In 2008, he was cast as Nate Haskell, a recurring serial killer character on CSI, who stabbed and was eventually killed by Laurence Fishburne. I find it interesting that Irwin’s biggest successes as an actor have come from polar opposite attitudes: the goofy, clownish takes on one side, and on the other, dead-serious roles like a murderer, or Mariska Hargitay’s therapist on SVU, a recurring role he’s had for four years now.
Comparing him to Robin Williams is apt; Williams trained as a mime, learning techniques of physical storytelling to go along with his verbal insanity. Irwin’s gestures and facial expressions always seem distinct and deliberate to me, the way a dancer lowers herself into a chair, as opposed to you or I just sitting down. Even his stone-faced roles convey purposeful stillness, a conscious elision of affect rather than the neutral default setting of no emotion. I know some critics have said the same of Williams’ serious roles.
In 2014, Christopher Nolan’s casting director for Interstellar contacted Irwin about being in that movie. You may not remember seeing him, because he was wiped from the screen. He played the robot Marine TARS, not doing only the voice, but also puppeteering the 200-pound device around Matthew McConaghey and the others, with the exception of a few CGI scenes. His experience with physical comedy and clowning was a key selling point for Nolan.

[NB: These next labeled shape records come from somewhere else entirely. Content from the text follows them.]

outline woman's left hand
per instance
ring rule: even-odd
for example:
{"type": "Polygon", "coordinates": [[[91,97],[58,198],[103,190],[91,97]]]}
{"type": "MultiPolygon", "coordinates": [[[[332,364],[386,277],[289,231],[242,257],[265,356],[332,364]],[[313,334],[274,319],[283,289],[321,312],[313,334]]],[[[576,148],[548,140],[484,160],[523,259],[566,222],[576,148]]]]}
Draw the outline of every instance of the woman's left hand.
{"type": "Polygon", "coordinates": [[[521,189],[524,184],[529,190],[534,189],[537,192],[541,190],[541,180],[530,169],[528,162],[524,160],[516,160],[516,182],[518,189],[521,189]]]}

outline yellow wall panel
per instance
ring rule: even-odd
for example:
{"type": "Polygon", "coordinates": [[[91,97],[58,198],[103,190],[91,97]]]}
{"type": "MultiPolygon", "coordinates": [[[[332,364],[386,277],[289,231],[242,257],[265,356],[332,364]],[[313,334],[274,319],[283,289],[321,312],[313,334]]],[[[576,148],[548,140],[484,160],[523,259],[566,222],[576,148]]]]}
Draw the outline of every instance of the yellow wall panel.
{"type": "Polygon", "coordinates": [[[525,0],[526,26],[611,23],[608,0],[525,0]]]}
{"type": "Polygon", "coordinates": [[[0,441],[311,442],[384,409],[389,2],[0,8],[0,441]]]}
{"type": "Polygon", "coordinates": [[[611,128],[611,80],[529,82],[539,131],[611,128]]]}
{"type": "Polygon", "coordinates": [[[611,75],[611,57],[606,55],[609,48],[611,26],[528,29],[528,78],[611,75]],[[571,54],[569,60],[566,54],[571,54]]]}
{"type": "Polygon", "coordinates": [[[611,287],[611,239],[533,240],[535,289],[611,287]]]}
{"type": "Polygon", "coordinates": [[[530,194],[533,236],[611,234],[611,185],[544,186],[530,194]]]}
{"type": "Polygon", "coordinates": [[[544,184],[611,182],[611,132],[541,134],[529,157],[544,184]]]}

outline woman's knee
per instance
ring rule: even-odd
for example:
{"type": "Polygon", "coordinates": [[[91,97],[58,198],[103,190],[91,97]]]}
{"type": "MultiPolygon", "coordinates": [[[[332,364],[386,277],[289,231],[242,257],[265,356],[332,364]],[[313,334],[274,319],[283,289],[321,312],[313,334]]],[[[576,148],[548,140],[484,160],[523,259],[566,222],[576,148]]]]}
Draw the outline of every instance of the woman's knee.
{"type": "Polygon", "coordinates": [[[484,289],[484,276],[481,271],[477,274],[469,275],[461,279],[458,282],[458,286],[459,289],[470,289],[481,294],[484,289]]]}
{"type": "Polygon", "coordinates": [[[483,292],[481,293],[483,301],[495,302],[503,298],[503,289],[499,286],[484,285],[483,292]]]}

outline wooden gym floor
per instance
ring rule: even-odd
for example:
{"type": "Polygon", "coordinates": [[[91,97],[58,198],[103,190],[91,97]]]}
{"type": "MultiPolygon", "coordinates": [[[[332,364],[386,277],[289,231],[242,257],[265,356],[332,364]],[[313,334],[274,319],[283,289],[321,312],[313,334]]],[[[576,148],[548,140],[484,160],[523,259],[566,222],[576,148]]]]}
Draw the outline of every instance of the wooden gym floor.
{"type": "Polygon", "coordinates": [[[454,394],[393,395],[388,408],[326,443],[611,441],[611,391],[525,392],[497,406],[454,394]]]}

Today, Irwin is a regular for one-off or recurring guest television roles, appearing on network stalwarts like Blue Bloods, Sleepy Hollow, Elementary, and The Good Wife. You probably know him as Cary Loudermilk on Legion. That character’s twitchy nervousness as he flips switches in a 1970s(?)-era MRI control room, re-enacts a fight scene alone in his office, or argues with his Native American mutant other half when she’s absorbed inside him (it makes sense on screen), fits Irwin’s skills perfectly.
You can read Irwin’s thoughts on some of these roles in Will Harris at the Mothership’s Random Roles on him from two years ago. Unfortunately, it ran short due to limited time for Interstellar press junket interviews. He’s set to appear in the upcoming Ed Helms-Owen Wilson laffer Bastards this year, and I heard Legion got renewed, so there’ll be plenty more of Bill Irwin to come.